O conjunto da filosofia hermética do Renascimento encontrou sua última expressão no que se chamou movimento rosa-cruz, ou rosacruciano, ao qual pertenceram Robert Fludd, Michael Maier, Valentín Andreae, Enrique Khunrath e Comenius, entre outros. Como já dissemos, este movimento nasce em princípios do século XVII, concretamente nos países onde John Dee dera a conhecer a mensagem da reforma universal, apoiada nos postulados doutrinais do hermetismo alquímico e cabalístico-cristão, do qual também é herdeiro o teósofo alemão Jacob Boehme (1575-1624), que teve que lutar toda sua vida, como tantos outros mestres herméticos, contra a intolerância religiosa, chegando inclusive a conhecer por algum tempo a amargura do cárcere. Em suas obras –principalmente A Aurora que desponta, De Signatura Rerum e Mysterium Magnum– Boehme expõe com verbo inflamado as etapas pelas quais o homem pode recuperar seu “corpo de luz” anterior à queda adâmica, nascendo como filho da Sabedoria Eterna.

O movimento rosa-cruz toma força com o resultado da aparição dos manifestos entitulados Fama Fraternitatis e Confessio Fraternitatis, cuja autoria, direta ou indiretamente, pertencia ao misterioso “Colégio Invisível da Rosa-Cruz”, do qual os rosacrucianos obtiveram precisamente o nome.

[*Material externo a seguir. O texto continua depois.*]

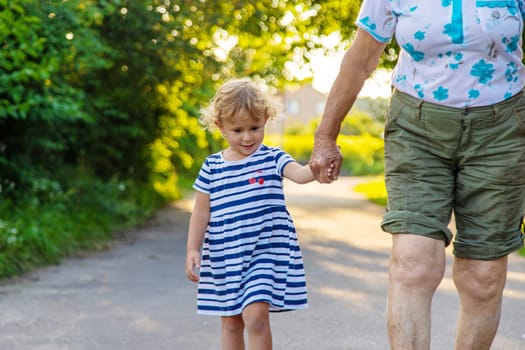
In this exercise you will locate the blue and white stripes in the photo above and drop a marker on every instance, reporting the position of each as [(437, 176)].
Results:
[(250, 251)]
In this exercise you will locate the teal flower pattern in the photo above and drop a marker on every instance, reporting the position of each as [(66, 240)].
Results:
[(483, 71), (440, 61), (441, 94)]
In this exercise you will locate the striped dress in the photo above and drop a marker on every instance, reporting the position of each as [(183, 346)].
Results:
[(250, 251)]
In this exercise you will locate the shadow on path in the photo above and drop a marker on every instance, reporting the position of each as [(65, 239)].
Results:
[(136, 297)]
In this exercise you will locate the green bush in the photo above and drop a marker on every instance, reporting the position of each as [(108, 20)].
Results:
[(83, 215)]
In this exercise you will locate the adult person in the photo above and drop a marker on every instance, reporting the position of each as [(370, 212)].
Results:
[(454, 142)]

Pela importância que reveste para compreender a história sutil da época que estamos tratando, convém que nos detenhamos um momento no conteúdo desses manifestos, e especialmente nos eventos acontecidos ao fundador legendário dessa Fraternidade iniciática: Christian Rosenkreutz (literalmente “Cristão Rosa-cruz”). Em primeiro lugar, diremos que esse nome é simbólico, pois não designa um personagem concreto, mas sim uma “entidade coletiva” que desempenhou uma função tradicional em um período determinado. Diz-se que a “vida” de Christian Rosenkreutz está na transição entre os séculos XIV e XV, quer dizer, quando se gerava a passagem da Idade Média ao Renascimento, com tudo o que isto implicava de reajustamento dos princípios tradicionais às novas condições históricas e cíclicas. Como já sabemos, uma das organizações que na Idade Média detinha o conhecimento iniciático e esotérico era a Ordem da Templo, que além disso mantinha relações doutrinais com análogas organizações do esoterismo islâmico, o que propiciava o vínculo espiritual entre o Ocidente e Oriente. O cruento desaparecimento dos templários nos inícios do século XIV, concretamente em 1314, produziu uma eventual ruptura desse vínculo, com o que se supunha a perda para o Ocidente de uma parte essencial de sua própria sabedoria tradicional, pois na verdade o Oriente não designa senão a região simbólica onde reside o Centro Supremo e primordial, a fonte de todo conhecimento metafísico e espiritual. Neste sentido, as “viagens” que efetuou Christian Rosenkreutz por diversos países do Oriente (no transcurso dos quais “recebeu os segredos da magia e da cabala”) tinham como objetivo o de voltar a restabelecer o laço que se quebrara, com o fim de que o Ocidente mantivesse a regular comunicação com o Centro Supremo. Ao voltar para a Europa, Christian Rosenkreutz funda a “Fraternidade da Rosa-Cruz”, de conteúdo hermético-cristão que, ao contrário de seus antecessores templários, não conservava uma organização de tipo exterior, mas sempre permaneceu no mais completo anonimato, passando a atuar de um plano estritamente espiritual e invisível; por este motivo, então, a denominação de “Colégio Invisível”.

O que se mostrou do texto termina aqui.